Spanking upheld by Supreme Court
Globe and Mail,
By OLIVER MOORE,
January 30, 2004
Parents can legally spank their children, the Supreme Court ruled Friday.
By a 6-3 vote, the Justices upheld Section 43 of the Criminal Code, which allows parents and authority figures to use “reasonable force” on children under their care. But they applied new limits to the century-old law.
They ruled that parents cannot use corporal punishment on infants or for teenagers, cannot strike with objects and cannot hit the head of a child.
The general rule, set out by Chief Justice Beverley McLachlin, is that corporal punishment should be legally acceptable must involve only “minor corrective force of a transitory and trifling nature.”
The case was brought by The Canadian Foundation for Children, Youth and the Law, which argued in court that legally allowing children to be hit renders them second-class citizens, unprotected by the same laws as everyone else.

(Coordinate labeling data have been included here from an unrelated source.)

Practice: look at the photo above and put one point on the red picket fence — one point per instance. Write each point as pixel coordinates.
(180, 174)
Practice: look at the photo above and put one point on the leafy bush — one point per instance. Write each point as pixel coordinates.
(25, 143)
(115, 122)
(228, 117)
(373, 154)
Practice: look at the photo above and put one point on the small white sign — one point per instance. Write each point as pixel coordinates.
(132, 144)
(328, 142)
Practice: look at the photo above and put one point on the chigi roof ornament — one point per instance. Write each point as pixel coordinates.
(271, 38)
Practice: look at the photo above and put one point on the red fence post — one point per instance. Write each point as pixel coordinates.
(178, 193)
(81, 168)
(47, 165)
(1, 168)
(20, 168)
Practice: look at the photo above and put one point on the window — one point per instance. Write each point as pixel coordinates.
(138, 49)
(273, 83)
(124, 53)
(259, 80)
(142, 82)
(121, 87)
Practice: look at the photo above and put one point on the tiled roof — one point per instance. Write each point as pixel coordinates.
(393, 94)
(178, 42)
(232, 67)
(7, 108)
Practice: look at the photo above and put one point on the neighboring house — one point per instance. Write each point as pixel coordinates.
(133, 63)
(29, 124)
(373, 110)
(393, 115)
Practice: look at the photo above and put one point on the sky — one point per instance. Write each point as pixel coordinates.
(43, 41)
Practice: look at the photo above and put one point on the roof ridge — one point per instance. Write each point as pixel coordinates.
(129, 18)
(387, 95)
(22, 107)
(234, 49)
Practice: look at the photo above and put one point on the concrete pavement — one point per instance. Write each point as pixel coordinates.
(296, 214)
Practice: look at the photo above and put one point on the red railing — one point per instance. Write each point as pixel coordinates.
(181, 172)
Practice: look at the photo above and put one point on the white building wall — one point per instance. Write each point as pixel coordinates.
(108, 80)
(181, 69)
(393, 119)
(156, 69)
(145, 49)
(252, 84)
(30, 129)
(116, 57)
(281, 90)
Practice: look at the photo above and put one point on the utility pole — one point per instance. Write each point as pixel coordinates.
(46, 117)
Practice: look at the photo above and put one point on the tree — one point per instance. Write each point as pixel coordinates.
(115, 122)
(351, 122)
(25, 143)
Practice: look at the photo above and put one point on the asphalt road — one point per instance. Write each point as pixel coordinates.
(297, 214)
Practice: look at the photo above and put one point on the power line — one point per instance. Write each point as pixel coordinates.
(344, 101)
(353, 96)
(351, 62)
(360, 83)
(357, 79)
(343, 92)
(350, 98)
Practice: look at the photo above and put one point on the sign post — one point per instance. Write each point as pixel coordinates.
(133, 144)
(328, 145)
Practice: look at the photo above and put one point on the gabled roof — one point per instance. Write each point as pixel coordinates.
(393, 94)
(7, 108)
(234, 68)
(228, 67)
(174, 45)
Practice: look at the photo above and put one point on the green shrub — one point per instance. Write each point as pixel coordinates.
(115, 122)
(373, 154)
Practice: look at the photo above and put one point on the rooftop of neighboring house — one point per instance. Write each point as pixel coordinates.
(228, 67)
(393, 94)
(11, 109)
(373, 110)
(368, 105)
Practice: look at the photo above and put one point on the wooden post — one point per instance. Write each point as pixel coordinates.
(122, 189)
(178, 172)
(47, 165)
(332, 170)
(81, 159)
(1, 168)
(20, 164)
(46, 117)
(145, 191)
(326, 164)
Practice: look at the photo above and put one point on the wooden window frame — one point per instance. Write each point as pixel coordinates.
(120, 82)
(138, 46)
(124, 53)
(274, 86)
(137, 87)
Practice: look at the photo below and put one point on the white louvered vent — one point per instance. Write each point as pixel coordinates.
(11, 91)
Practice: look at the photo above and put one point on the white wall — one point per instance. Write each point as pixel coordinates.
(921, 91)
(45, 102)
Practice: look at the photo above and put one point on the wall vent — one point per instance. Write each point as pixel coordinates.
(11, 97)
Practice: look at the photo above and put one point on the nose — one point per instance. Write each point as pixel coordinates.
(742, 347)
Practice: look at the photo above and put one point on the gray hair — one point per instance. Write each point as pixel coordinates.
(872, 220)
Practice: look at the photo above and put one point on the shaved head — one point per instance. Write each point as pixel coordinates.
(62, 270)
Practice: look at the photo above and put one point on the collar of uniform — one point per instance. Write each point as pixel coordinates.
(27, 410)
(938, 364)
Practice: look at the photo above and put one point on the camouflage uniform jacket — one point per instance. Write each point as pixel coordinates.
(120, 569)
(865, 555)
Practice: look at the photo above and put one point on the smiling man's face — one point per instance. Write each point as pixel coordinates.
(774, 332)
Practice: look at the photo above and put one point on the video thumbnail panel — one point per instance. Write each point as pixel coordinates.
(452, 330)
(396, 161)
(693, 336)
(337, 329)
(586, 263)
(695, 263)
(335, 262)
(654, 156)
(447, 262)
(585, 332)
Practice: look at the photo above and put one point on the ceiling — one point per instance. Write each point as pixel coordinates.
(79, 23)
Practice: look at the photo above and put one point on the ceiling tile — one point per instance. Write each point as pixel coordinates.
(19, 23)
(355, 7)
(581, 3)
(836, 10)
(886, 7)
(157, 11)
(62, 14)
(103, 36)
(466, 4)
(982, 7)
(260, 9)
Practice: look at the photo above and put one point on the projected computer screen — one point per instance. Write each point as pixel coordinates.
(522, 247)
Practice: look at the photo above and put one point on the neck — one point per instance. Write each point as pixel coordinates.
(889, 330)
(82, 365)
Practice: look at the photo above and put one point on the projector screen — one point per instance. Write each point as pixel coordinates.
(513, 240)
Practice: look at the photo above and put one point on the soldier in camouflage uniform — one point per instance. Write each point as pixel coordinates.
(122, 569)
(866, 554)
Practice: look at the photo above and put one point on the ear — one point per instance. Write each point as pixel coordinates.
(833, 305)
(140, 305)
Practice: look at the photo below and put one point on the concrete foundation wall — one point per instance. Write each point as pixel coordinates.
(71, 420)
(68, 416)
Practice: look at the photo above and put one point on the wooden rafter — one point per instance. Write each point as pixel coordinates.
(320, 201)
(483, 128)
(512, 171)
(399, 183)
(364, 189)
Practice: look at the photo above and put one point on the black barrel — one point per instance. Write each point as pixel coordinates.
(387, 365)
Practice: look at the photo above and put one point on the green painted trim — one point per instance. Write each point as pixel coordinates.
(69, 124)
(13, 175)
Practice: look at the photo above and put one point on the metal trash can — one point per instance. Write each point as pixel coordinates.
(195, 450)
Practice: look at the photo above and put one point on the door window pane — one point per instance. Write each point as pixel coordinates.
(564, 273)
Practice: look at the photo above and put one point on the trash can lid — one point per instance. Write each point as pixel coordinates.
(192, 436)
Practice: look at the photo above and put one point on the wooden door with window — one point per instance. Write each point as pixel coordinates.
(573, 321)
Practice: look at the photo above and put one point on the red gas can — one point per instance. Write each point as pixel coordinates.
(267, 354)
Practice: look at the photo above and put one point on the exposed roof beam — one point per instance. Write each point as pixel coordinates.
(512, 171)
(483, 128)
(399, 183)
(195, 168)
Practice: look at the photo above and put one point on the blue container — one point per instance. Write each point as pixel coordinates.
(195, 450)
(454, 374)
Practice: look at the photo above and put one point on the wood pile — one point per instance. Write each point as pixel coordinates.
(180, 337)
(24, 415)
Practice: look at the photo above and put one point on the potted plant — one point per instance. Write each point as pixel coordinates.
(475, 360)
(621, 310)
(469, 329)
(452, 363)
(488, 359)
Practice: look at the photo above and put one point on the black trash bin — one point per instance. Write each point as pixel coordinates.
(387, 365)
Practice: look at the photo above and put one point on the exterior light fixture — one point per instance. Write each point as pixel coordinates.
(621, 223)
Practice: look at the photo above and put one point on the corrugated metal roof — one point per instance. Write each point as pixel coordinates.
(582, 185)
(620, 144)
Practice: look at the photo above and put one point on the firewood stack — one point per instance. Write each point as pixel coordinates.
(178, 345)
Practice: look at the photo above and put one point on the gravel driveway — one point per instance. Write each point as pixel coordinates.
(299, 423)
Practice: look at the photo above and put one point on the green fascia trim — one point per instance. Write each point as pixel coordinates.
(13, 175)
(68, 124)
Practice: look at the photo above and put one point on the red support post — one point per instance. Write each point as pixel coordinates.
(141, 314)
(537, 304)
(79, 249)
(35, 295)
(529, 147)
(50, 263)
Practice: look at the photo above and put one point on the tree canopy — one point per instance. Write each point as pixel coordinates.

The Attorney-General does not advocate spanking but feared that cancelling Section 43 could leave parents liable for prosecution every time they touch their children. Federal lawyers argued that the law strikes a balance between the needs of parents and the rights of children.
Section 43 dates from the late 19th-century, but has been updated several times.
A criminal lawyer said Friday that the fact that the case was even heard by the Supreme Court shows that social mores are changing quickly.
“We're just not yet at the point of being able to say that a parent spanking their child is something that the state should get involved in, I think that's what they're saying,” Rick Storey told CTV Newsnet.
“I think attitudes are changing. In 15 or 20 years, I would suspect we wouldn't be having this conversation, in that the child's rights will be absolutely paramount and society will have outlawed the behaviour.
"But if you go back 20 year or 30 years, when some of us grew up, I can remember being strapped by my principal, and that was entirely acceptable by society.”